In his own concurring opinion, Judge Millett agreed with the result in Weaver, and wrote separately to explain further his conviction that Weaver controls notwithstanding the arguments made in the dissenting opinion, and yet to acknowledge the force of the arguments against Weaver’s correctness, as well as to note the potential constitutional problems raised by the issue. Judge Millett observed that if the court were writing on a clean slate, the relevant indicia of statutory intent would weigh heavily against implying a right of action for unions to prosecute lawsuits under Section 501. However, he pointed out that unless the union can sue, the enforcement scheme that Congress devised could potentially run into some constitutional concerns.
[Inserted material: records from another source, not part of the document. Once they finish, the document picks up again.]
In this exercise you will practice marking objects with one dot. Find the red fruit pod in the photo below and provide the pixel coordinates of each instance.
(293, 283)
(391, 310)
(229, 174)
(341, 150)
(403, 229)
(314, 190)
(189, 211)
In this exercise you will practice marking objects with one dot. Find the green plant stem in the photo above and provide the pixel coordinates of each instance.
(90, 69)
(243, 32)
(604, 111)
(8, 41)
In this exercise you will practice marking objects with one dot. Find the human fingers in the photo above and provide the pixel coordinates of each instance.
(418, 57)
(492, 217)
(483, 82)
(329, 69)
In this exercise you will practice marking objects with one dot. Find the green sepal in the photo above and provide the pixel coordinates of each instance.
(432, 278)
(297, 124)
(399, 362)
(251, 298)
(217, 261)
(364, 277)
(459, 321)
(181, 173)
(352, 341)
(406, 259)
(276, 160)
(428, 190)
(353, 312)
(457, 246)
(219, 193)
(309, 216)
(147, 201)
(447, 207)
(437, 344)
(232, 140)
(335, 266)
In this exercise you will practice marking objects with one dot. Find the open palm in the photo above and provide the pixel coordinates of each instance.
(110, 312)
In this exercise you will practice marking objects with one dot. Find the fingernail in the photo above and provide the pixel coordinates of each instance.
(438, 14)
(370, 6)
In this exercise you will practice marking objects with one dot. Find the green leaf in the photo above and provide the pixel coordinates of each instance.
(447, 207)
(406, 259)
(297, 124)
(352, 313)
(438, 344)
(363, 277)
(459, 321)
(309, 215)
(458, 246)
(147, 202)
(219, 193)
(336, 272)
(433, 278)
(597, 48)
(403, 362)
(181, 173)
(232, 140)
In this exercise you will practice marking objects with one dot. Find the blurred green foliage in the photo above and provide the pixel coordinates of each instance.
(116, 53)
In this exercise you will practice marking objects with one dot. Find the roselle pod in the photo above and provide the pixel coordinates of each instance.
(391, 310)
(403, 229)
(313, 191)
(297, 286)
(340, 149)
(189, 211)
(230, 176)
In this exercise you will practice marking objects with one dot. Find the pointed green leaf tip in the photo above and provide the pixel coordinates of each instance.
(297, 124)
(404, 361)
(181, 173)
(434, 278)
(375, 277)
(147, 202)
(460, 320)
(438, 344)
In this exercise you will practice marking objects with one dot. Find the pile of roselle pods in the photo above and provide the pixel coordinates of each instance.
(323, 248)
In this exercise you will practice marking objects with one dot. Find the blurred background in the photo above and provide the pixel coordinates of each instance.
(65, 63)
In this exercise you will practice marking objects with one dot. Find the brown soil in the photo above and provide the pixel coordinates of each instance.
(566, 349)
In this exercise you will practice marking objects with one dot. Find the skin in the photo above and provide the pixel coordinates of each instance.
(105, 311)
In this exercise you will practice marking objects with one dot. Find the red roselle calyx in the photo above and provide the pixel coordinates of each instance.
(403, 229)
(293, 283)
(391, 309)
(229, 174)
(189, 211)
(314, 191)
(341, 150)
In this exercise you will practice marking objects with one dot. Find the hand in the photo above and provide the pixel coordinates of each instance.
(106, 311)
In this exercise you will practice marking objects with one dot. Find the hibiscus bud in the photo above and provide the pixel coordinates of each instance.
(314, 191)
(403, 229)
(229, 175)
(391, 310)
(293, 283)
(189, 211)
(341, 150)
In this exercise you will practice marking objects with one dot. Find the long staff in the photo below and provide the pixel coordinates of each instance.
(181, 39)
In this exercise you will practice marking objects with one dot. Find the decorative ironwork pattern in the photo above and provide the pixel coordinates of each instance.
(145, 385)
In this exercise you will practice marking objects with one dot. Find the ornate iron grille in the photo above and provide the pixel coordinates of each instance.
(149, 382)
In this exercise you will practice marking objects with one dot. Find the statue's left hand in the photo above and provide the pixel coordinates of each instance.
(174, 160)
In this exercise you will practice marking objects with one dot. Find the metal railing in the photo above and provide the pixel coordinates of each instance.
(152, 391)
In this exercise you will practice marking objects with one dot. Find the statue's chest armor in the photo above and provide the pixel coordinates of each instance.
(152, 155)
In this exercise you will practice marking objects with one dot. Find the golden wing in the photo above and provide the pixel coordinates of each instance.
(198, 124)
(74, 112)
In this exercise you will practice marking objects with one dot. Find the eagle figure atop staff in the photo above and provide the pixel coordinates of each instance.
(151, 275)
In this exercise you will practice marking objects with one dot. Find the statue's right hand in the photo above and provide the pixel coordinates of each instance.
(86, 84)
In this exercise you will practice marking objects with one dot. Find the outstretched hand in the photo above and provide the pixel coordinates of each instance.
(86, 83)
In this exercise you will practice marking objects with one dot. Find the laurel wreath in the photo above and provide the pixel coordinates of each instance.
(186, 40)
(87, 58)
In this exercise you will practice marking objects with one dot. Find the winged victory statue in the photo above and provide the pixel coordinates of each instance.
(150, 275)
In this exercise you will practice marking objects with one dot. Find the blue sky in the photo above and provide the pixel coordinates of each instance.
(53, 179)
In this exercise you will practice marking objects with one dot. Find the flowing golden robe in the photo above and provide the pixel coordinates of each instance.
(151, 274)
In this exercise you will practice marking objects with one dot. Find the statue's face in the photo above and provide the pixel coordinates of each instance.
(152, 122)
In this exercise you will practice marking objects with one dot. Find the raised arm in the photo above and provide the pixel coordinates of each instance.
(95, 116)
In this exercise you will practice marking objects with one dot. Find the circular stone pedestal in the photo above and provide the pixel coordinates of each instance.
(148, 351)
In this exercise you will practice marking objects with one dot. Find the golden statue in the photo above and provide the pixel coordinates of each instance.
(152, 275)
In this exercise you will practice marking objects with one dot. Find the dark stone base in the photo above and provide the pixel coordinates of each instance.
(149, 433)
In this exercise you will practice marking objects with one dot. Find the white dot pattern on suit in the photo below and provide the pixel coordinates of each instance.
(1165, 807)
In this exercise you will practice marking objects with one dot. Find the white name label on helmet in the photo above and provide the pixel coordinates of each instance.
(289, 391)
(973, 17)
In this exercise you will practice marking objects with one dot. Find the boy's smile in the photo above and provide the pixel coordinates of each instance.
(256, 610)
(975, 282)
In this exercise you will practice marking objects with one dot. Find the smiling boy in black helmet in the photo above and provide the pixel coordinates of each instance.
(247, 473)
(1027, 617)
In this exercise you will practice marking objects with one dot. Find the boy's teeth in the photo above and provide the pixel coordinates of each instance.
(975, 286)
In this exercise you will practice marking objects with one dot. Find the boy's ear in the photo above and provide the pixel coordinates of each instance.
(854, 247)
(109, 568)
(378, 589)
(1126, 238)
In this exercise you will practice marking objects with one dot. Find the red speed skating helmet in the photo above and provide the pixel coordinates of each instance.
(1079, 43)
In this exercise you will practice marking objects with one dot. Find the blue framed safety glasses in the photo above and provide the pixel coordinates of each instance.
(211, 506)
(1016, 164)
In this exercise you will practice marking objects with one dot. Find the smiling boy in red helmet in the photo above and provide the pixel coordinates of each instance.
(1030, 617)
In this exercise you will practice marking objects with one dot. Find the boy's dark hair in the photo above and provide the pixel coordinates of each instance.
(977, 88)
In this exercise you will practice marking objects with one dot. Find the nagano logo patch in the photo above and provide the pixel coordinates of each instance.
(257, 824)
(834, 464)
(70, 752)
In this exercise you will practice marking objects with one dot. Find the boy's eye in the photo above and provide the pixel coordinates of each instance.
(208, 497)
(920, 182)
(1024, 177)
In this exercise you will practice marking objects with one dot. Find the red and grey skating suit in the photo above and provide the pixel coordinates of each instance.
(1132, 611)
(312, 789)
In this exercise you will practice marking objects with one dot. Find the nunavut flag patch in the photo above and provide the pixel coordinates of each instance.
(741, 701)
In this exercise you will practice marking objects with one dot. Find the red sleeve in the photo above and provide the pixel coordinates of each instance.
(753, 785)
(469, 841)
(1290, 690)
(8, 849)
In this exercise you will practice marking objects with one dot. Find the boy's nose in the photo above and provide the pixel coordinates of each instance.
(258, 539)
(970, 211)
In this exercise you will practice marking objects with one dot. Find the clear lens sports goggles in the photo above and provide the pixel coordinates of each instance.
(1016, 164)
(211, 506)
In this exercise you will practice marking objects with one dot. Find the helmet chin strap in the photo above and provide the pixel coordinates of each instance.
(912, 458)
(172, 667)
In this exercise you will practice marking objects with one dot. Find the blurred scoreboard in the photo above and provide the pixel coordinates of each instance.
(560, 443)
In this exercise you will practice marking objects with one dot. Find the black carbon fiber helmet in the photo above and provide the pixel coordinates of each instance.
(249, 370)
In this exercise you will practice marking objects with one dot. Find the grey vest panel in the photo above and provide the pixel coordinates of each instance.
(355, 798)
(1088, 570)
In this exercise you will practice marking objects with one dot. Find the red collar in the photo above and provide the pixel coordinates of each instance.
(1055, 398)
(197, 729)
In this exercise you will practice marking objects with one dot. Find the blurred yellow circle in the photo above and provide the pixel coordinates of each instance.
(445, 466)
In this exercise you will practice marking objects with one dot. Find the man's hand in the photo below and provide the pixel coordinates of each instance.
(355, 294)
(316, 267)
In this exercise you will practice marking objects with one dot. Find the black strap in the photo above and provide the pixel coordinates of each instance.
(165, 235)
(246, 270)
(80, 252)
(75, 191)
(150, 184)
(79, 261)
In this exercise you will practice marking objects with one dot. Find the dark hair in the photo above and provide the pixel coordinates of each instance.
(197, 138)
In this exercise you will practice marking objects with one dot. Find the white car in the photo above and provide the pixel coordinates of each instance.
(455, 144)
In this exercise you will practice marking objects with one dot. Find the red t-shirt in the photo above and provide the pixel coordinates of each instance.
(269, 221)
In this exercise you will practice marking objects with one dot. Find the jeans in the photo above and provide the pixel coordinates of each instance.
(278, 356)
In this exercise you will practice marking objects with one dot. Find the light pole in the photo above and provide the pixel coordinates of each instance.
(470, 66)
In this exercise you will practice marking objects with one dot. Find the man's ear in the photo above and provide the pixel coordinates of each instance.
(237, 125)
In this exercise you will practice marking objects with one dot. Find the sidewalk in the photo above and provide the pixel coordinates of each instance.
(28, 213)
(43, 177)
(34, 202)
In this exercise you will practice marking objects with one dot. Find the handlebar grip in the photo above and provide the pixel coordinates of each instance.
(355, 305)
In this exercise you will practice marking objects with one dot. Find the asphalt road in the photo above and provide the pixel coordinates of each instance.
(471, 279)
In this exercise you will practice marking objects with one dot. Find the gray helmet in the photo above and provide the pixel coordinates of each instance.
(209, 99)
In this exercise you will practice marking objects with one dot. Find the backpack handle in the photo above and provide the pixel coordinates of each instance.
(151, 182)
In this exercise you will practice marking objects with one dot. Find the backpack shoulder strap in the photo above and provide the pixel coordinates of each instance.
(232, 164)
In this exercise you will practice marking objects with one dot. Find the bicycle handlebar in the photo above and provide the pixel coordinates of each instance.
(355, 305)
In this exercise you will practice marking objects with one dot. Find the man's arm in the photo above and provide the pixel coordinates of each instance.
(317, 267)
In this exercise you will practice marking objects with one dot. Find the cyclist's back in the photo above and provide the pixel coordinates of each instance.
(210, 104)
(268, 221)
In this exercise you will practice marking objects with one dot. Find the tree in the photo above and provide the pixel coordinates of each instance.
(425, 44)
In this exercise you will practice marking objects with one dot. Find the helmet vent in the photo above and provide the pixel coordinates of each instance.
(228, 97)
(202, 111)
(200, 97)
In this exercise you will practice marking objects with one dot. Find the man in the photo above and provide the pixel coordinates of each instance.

Dissent. In a dissenting opinion, Judge Kavanaugh argued that a union did not possess a federal cause of action to sue their officers for breaches of fiduciary duties. According to the dissent, the decision in Weaver did not control the outcome of this case. The dissent pointed out that subsection (b) of Section 501, by its terms, does not give a union—as opposed to union members—a cause of action. Further, Judge Kavanaugh observed that that statutory silence had precipitated a circuit split, with the Seventh and Eleventh Circuits holding that a union has an implied cause of action, while the Ninth Circuit has held that unions do not have an implied cause of action under Section 501. Arguing that Section 501 did not create a cause of action for unions, the dissent urged that the judgment of the district court dismissing the union’s action should be affirmed.